Over the years, the most decisive events in the history of mankind acquire a shade of sepia of old photographs. They are gradually becoming legends or, at best, individual events that have no effect on current reality. This is how they are taught in history lessons, perhaps by trying to isolate them in a bubble of time to sterilize their importance.
However, these milestones represent a time when the road meandered to mark a new path, but not always the best. As societies move forward, under the pressure of survival challenges, their moments of pain and loss are left behind in the fog, contributing to oblivion, which carries a huge risk of repeating the cycle over and over again, abandoning dreams and ambitions to create more just and humane societies. It is a culture of oblivion, a collective disease that, like a cursed virus, has forced us to leave the most precious lessons.
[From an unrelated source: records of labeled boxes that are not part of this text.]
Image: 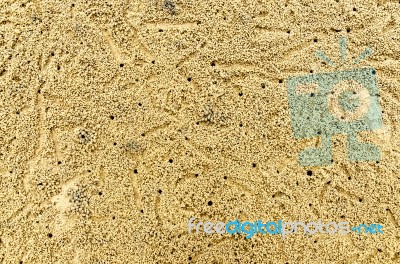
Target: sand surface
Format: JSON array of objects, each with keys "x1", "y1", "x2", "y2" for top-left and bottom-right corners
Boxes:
[{"x1": 0, "y1": 0, "x2": 400, "y2": 264}]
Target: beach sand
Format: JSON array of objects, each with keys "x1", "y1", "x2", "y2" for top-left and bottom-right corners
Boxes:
[{"x1": 0, "y1": 0, "x2": 400, "y2": 264}]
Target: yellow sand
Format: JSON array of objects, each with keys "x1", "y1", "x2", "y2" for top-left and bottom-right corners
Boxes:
[{"x1": 0, "y1": 0, "x2": 400, "y2": 263}]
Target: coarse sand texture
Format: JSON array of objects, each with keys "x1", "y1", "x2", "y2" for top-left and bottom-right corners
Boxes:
[{"x1": 0, "y1": 0, "x2": 400, "y2": 264}]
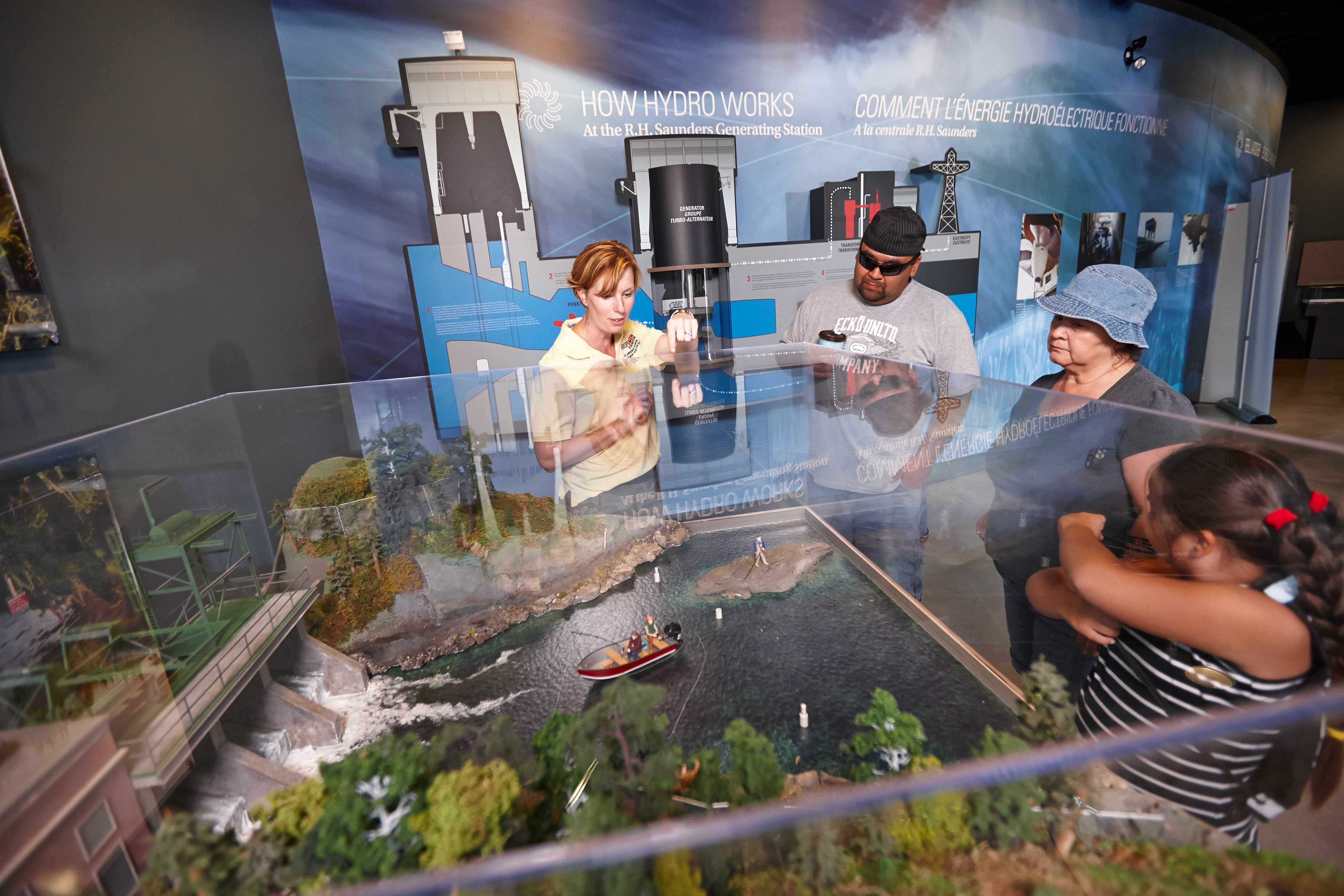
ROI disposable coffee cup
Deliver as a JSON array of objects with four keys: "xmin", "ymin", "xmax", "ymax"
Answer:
[{"xmin": 817, "ymin": 329, "xmax": 847, "ymax": 348}]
One of the consequences of this collective phenomenon is the revival of movements marked by racism and fascist violence in the countries that knew the worst Nazism, during the largest and most brutal in the history of Europe, but which also spread to other countries. Planet.
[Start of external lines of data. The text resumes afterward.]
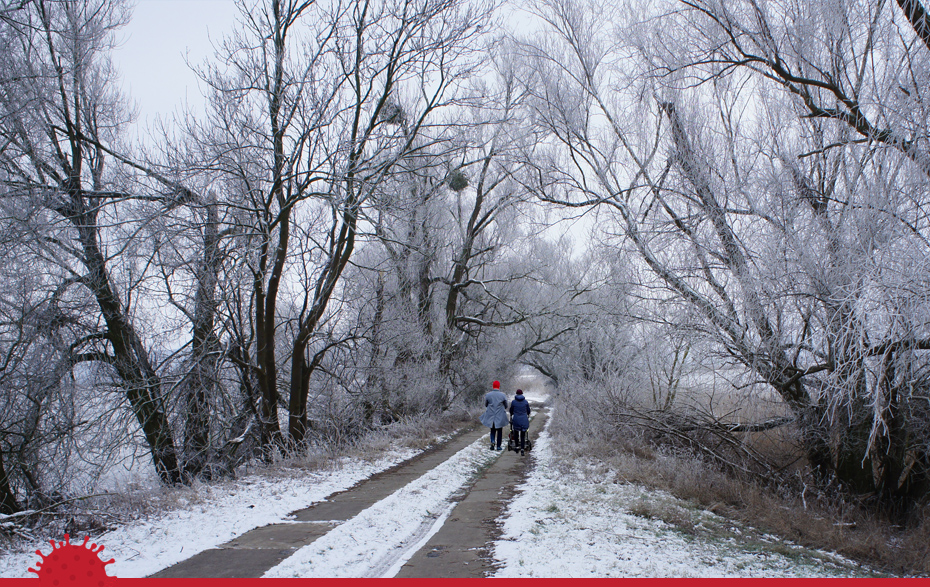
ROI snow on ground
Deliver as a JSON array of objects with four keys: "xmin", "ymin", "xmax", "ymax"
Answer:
[
  {"xmin": 492, "ymin": 422, "xmax": 868, "ymax": 577},
  {"xmin": 264, "ymin": 435, "xmax": 501, "ymax": 577},
  {"xmin": 0, "ymin": 449, "xmax": 419, "ymax": 578}
]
It is an exercise of power and perversion, the germ of which seems to be present in the heart of mankind, as evidenced by other hunts conducted according to rules that divide communities between those who have the right to live and those who must be destroyed.
Such a process takes place in conditions of depletion of resources, destruction of ecosystems and deadly indifference of those who have the right to intervene to change the course of events. Human communities, which are part of the problem, as well as the solution to it, are only skeptical and conformist about how their world is collapsing. Evidence of species extinction as a result of the thirst for wealth and power goes hand in hand with images of civilians who have become “collateral damage” amid mass military attacks whose sole purpose is economic and geopolitical control over those in power.
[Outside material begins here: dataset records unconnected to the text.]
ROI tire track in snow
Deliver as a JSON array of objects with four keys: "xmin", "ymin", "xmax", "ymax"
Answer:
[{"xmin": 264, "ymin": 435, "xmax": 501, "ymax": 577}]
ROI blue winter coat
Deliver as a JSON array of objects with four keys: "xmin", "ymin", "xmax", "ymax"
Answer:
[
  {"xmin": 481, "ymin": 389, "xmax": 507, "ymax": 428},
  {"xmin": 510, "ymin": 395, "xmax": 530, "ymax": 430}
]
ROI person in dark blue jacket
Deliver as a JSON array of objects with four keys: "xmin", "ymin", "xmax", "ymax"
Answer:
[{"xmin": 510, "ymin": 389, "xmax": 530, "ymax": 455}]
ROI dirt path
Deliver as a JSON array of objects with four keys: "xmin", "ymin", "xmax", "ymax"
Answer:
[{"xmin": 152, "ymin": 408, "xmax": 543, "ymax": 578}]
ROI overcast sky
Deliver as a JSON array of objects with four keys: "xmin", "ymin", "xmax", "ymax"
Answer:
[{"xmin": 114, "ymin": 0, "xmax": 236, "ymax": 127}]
Memory elimination mechanisms are activated as soon as reality begins to interfere with our little everyday world and disturb our consciousness. It is a way to push out of our minds what we have no means of influencing; it is a crab mechanism that seeks an empty shell on the beach to hide from its predators and prolong its life. The problem is that we do not have a shelter that would protect us from destroying the elusive framework of coexistence on which we relied. Among them is a purified and abstract idea of the meaning of democracy.
On the path to oblivion and conformism, we eventually abandoned our active role as members of organized societies. The rules of the game have been changed for us, and we continue to play without knowing the opponent’s tricks, because we also don’t know who he is. Like a crab, we seek uncertain refuge in oblivion. And, like the crab, we consider ourselves immune to the trained eye of the predators around us.
We are influenced by the past every time we try to forget it.